Today DirectX 12 provides APIs to support GPU video encode acceleration for several applications, as detailed in D3D12 Video Encoding – Windows drivers | Microsoft Learn previous blog posts such as Announcing new DirectX 12 feature – Video Encoding! – DirectX Developer Blog.

In this blog post we’re happy to announce a series of new features included in the Agility SDK 1.716.0-preview that provide more control to apps using the D3D12 Video Encode API. These new features help reduce latency and improve quality in several scenarios.

New feature list

Subregion notifications: Slice/tile partial encoding and async completion signaling
Dirty regions: Configurable skip encoding for frame regions
Motion vector hints provided externally to the encoder
Enhanced frame/block statistics per encoded frame
HEVC 4:2:2/4:4:4 profiles support
Readable DPB reconstructed pictures
Input ID3D12Resource QP Map

Let’s take a look at each of the features. Except for the HEVC additions, the rest of them are codec-agnostic features, meaning that the interfaces are defined without using any specific codec structures. For a detailed description of the features and their interfaces, please refer to the new video specs uploaded to DirectX-Specs | Engineering specs for DirectX features.

Subregion notifications

When encoding a frame and requesting it to be partitioned into multiple slices or tiles, until now the apps had to wait for the commands to be finished executing in the GPU, before being able to access the compressed bitstream buffer for the entire frame containing all slices.

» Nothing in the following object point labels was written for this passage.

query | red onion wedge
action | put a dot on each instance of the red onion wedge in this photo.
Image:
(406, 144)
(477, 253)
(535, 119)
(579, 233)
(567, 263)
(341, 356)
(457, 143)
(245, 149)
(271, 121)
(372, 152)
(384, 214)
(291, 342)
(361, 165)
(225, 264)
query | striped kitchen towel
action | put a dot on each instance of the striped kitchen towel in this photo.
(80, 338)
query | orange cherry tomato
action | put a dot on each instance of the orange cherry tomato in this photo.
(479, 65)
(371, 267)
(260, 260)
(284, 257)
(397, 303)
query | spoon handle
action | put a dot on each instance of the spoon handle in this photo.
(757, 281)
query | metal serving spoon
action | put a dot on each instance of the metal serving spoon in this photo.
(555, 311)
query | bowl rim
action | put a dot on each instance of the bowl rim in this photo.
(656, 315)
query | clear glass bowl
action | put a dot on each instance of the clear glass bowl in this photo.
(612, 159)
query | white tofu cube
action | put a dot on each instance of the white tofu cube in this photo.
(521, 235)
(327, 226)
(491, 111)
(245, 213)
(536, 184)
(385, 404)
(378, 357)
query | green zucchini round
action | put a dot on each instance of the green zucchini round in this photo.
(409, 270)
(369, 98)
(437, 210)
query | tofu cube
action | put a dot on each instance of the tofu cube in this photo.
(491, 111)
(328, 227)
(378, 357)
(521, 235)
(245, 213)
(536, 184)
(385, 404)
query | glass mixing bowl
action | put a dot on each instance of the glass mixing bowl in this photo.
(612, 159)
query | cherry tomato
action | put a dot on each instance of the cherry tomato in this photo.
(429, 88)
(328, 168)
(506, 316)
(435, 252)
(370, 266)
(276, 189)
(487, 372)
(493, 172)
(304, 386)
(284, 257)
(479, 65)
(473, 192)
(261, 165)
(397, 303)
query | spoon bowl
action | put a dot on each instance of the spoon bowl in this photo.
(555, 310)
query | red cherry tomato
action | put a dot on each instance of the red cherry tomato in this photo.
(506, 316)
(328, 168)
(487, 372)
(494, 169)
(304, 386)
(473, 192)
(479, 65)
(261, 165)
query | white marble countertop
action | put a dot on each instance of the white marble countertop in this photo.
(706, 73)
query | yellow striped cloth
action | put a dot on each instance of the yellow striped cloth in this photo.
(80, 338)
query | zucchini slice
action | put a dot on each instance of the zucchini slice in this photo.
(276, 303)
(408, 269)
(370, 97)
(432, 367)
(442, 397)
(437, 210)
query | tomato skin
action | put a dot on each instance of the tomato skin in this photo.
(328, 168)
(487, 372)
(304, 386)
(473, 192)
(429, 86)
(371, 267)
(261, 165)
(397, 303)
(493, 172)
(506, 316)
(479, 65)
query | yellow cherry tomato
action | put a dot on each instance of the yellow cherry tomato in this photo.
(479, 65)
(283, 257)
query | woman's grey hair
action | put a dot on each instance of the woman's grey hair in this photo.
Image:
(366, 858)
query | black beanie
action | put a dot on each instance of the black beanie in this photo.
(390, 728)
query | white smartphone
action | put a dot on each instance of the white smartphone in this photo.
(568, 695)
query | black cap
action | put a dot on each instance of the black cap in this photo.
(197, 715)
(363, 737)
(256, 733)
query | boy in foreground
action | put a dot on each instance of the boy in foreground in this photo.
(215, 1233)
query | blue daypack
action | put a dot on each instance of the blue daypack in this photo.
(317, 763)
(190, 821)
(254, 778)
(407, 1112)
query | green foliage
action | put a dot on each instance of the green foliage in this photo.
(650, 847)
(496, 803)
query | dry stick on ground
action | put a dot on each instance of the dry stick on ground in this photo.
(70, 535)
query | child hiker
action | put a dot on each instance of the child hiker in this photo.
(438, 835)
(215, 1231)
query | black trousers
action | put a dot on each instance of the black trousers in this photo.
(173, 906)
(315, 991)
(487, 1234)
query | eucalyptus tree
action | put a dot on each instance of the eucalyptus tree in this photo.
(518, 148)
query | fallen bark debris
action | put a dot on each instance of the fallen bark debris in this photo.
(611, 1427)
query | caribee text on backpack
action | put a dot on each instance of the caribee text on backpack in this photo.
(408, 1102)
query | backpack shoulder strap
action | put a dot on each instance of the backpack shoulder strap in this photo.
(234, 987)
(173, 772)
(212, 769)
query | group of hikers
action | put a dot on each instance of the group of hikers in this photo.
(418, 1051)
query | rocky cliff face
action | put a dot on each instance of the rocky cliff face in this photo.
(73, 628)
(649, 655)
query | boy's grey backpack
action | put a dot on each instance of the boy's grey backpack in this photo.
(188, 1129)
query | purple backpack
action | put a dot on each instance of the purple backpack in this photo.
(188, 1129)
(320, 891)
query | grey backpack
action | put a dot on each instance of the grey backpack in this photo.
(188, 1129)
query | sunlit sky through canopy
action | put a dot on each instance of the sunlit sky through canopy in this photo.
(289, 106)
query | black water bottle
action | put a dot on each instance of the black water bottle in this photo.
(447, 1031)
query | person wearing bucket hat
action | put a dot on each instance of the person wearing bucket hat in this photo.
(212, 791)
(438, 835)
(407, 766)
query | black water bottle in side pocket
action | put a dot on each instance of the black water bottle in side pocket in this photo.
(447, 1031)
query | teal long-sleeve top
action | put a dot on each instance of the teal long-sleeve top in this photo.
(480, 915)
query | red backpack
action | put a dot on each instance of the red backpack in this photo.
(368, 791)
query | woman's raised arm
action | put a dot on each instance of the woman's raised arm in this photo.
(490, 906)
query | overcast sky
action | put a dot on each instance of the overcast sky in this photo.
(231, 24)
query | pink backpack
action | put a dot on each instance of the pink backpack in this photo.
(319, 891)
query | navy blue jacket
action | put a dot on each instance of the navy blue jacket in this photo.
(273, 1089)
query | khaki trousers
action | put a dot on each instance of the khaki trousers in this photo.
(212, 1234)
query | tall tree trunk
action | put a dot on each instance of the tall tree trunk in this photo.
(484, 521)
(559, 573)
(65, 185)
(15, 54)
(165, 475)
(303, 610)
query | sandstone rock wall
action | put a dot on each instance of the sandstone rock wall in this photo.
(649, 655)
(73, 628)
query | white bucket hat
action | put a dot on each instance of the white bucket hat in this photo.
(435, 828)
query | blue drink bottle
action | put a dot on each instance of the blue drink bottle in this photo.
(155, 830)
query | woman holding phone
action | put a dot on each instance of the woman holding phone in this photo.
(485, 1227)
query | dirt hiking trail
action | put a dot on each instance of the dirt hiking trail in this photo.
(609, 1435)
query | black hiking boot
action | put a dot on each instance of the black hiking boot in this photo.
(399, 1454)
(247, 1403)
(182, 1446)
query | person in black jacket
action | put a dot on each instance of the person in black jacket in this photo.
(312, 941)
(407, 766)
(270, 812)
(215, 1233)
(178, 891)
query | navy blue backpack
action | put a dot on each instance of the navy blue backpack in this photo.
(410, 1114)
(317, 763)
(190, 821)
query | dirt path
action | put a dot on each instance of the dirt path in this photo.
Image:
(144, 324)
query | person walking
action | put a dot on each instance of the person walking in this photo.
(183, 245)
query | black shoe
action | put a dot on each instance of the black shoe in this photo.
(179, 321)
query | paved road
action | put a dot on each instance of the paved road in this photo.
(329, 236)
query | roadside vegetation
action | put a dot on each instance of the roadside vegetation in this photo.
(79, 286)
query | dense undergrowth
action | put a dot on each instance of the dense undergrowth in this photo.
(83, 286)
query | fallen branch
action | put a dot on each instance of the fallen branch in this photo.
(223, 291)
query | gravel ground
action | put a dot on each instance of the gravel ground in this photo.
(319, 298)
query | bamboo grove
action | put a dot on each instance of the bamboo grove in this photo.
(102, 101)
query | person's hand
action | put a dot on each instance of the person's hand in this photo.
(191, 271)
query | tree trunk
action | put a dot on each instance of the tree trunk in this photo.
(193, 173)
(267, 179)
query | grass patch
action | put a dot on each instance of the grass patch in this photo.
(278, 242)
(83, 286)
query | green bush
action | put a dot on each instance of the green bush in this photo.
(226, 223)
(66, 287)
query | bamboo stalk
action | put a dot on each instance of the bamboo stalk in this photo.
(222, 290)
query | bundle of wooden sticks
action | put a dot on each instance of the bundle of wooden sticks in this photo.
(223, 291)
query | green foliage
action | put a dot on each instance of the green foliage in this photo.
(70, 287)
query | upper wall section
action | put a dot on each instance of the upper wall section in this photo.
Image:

By introducing the subregion notifications feature, it is now possible to execute the EncodeFrame command but split each slice/tile in different ID3D12Resource objects (or a single one suballocated buffer) containing each subregion bitstream and waiting for completion on independent ID3D12Fence objects, one for each of the frame subregions. The full frame metadata is still reported at the end of the frame encoding in ResolveEncoderOutputMetadata as usual, but the subregion offsets/sizes are reported asynchronously during EncodeFrame as their completion is signaled, allowing the apps to start consuming these compressed bitstream buffers asynchronously while the rest of the subregions are still being encoded. The latter is useful in helping reduce latency in scenarios such as streaming, where subregions now can be sent over the network while the rest of the subregions are still being encoded.

Dirty regions

In scenarios where most regions of a video don’t change between consecutive frames (e.g. screen sharing), and the app knows the regions where small change occurs (the dirty regions), now it will be possible to feed this information to the D3D12 Video Encoder, so the encoder can “skip” regions that didn’t change accelerating the encode operation. This helps improve encoding speed as opposed to having the encoder re-scanning the entire frame. To avoid having to stall CPU/GPU between encoding frames if the input dirty regions come as a result from the GPU timeline, the API supports both CPU and GPU buffer inputs, but initial driver support will be only for CPU input.

Motion vector hints

When the application driving the D3D12 video encoder has knowledge about the motion of the content being encoded, such as, for example, a scroll in a shared screen with an open document or when the app rendering the content knows the exact motion vectors, it can now feed motion vector hints to be used by the encoder to help accelerate the motion search process and help guide the encoder to produce higher quality results. Similarly to dirty rects, the API also supports both GPU and CPU inputs for these motion hints, however initial driver support will only be for CPU inputs.

Enhanced frame statistics

Three new optional stats can be collected at the end of the ResolveEncoderOutputMetadata execution in the GPU: Quantization parameters (QPMap) utilized per block, Sum of absolute transformed differences (SATD) per block and rate-control bit allocations per block. These stats are provided as ID3D12Resource GPU textures with per block information that can be accessed in the GPU timeline.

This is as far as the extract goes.